家庭の崩壊

教育、学校という言葉を最初につくったのが孟子です。孟子は、ずいぶんと母親が教育熱心だったようですね。それがわかる逸話がいくつかあります。その一つは、「孟母三遷」で、もう一つは、「孟母断機」という言葉です。
「孟母三遷」という言葉は余りにも有名なので、みんな知っていると思いますが、孟子の母親は、幼かった孟子を育てるのによいと思われる環境を求めて、住まいを三回かわったというものです。最後には、学校の側へ引っ越したおかげで、孟子が勉強の真似事ばかりして遊ぶようになったというのです。
「孟母断機」というのは、遠方へ勉学に行っていた孟子が、途中で家に帰ってきたときに「勉学は、どれくらい進みましたか」という母親の質問に、「いいえ、元のままです」という答えを聞いて、母親は、刀を持ち出し、ちょうど今自分が織っていた織物を、スパッと切り裂き、「おまえが学問を途中でやめるのは、織りかけていた織物を、途中で断ち切るのと同じです。何の役にも立ちません」と、厳しく教えたというものです。

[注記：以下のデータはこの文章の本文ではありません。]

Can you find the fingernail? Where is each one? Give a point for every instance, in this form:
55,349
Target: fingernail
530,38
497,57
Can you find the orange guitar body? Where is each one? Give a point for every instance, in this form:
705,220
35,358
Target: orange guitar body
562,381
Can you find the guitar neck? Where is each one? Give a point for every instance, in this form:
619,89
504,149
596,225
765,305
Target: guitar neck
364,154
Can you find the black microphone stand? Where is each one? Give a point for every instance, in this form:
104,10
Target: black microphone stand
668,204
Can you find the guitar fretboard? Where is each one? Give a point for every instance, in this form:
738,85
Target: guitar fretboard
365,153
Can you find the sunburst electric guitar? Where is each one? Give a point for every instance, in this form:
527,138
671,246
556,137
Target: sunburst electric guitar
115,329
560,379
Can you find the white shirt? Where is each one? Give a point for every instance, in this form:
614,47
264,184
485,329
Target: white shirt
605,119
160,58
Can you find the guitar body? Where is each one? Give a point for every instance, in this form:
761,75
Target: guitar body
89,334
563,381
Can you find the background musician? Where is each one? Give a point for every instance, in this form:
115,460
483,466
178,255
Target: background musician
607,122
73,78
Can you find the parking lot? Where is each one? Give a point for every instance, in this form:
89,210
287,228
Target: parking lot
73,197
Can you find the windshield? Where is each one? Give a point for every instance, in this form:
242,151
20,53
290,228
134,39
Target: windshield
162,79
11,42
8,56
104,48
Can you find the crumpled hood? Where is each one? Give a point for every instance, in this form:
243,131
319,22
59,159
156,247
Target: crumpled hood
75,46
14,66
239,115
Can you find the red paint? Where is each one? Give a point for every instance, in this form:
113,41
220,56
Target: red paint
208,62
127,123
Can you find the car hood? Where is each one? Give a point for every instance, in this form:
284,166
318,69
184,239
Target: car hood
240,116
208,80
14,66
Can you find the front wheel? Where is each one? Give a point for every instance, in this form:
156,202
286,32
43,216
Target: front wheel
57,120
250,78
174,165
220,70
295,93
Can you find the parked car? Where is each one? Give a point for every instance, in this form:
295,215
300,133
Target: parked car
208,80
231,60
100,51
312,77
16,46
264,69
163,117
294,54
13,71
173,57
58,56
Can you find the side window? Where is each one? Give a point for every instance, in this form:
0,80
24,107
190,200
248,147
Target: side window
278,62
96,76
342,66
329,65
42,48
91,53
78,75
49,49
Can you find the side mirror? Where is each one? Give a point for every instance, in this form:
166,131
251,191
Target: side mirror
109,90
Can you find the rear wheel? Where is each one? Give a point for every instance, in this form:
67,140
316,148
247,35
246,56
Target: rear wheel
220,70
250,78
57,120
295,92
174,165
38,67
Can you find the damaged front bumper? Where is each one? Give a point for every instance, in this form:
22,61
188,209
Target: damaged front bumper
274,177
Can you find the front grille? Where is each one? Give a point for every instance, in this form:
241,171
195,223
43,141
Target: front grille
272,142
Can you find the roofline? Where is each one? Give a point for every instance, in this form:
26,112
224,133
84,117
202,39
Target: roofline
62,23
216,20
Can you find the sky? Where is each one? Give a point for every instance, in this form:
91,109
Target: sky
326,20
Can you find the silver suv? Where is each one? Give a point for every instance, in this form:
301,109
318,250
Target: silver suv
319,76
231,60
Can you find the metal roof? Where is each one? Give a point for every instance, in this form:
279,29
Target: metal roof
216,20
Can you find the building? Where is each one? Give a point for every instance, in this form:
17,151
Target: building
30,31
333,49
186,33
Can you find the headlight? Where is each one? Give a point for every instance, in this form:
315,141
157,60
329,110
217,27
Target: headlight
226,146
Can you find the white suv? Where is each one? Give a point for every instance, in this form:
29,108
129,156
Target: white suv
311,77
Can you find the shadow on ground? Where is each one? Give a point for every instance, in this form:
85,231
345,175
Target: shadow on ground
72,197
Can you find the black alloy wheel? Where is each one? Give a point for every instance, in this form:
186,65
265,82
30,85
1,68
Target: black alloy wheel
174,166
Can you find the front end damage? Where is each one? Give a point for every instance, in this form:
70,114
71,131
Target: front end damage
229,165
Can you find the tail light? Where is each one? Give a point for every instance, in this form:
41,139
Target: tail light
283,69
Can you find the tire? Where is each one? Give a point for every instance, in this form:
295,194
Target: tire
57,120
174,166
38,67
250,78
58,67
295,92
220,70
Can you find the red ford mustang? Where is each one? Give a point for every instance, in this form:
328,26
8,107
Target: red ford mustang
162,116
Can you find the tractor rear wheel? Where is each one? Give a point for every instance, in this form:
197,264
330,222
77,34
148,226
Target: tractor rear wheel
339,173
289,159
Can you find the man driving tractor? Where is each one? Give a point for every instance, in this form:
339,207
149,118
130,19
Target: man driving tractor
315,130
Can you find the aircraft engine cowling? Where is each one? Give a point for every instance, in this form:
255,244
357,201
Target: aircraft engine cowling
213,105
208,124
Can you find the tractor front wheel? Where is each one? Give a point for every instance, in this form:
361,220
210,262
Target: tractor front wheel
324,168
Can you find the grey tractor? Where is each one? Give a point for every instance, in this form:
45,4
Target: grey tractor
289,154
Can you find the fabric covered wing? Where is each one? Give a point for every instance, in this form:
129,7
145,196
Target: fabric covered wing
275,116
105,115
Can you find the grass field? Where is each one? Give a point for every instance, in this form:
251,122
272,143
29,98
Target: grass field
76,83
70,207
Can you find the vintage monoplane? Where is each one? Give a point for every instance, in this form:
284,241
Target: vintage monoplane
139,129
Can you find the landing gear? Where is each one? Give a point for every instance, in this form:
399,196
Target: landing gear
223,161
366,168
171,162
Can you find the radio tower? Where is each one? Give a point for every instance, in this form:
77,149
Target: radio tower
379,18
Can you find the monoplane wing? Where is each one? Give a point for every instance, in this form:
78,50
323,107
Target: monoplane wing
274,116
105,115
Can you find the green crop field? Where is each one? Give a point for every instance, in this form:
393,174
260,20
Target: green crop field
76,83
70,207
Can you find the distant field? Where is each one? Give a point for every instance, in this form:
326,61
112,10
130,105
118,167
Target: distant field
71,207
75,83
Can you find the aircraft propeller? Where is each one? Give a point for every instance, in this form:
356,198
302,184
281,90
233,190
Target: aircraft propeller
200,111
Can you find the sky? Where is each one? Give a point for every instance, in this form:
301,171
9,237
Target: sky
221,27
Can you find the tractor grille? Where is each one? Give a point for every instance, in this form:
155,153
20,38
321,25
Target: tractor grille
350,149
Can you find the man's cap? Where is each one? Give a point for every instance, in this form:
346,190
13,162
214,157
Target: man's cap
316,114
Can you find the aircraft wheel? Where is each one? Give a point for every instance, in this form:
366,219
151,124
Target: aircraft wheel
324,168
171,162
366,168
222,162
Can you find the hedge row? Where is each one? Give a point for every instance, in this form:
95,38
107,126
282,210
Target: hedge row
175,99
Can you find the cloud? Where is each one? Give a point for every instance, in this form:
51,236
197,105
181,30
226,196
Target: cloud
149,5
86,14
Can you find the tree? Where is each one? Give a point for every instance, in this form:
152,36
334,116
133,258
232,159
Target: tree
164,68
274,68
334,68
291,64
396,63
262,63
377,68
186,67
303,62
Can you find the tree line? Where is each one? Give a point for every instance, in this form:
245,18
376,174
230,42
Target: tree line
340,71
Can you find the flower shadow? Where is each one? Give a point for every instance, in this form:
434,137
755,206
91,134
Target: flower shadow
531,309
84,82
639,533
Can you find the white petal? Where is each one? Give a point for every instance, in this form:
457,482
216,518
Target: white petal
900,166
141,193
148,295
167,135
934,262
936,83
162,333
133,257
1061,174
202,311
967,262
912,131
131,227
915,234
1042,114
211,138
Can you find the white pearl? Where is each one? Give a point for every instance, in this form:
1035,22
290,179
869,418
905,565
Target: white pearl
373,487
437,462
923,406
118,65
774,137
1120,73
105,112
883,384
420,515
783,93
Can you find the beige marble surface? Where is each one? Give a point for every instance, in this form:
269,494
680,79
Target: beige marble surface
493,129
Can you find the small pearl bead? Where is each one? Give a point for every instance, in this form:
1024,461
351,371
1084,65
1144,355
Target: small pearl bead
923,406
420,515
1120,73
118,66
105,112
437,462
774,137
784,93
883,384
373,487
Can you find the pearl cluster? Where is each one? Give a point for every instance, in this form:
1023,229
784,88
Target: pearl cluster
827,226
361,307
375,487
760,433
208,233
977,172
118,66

今週号の「Newsweek」に、イギリスのジャーナリストのコリン氏が、自らの生い立ちを語っています。タイトルは、「子供が最も不幸な国に育って」というもので、以前ブログでも取り上げたユニセフが昨年発表をした「子供の幸福度ランキング」で、最下位の評価だったことに対して子供時代を振り返れば頷けるという記事です。
イギリス政府が昨年発表した調査では、4人に3人が15歳までに飲酒を体験し、14歳の子供の37%が過去2週間に酒を飲んだと答えたそうです。ブレア前首相は、1に教育、2、3も教育といって教育改革を最優先課題と位置付けました。その目標は達成しましたが、それはうわべだけのことで、成績の評価を甘くしたからだとコリン氏はいいます。大学進学者が急増したのも、入学基準を下げ、基礎知識さえ怪しい生徒を入れるようにしたからだといいます。
また、体にいい学校給食を提供する運動に取り組んできましたが、肝心の子供たちが、野菜やパスタよりもインスタント食品やフライドポテトを食べたがり、成果が上がりません。子供のあいだには、肥満と多動傾向が恐ろしいほど広がっているようです。運動を心がけ、食生活を改善するだけで大きな効果が望めそうなのに、実際は薬を飲まされている子供が多いといいます。
コリン氏は、こう続けます。「こんなふうに書くと、親は何をしているんだ?と言いたくなるだろう。だが、イギリスでは、子供の実に3人に1人が単身家庭で育っている。たいていは結婚暦のない貧しいシングルマザーの家庭だ。ユニセフの調査を見れば、父親のいない子どもがどういう人生を歩むかがわかる。より早く学校をやめ、健康により大きな問題をかかえ、より早い時期に家を離れ、より低い賃金に就くのだ。英保守党が昨年発表した調査は、さらに寒々しい。イギリスでは満足な教育を受けず、薬物やアルコール依存に苦しみ、人生をほとんどあきらめた下層階級が拡大している。この層を増やす問題の中核にあるのは、家庭の崩壊だという。」
日本は、このイギリスをモデルにしようとし、市場競争原理から教育をしようとしています。なんだか、怖い話しですね。こうなっていくのでしょうか。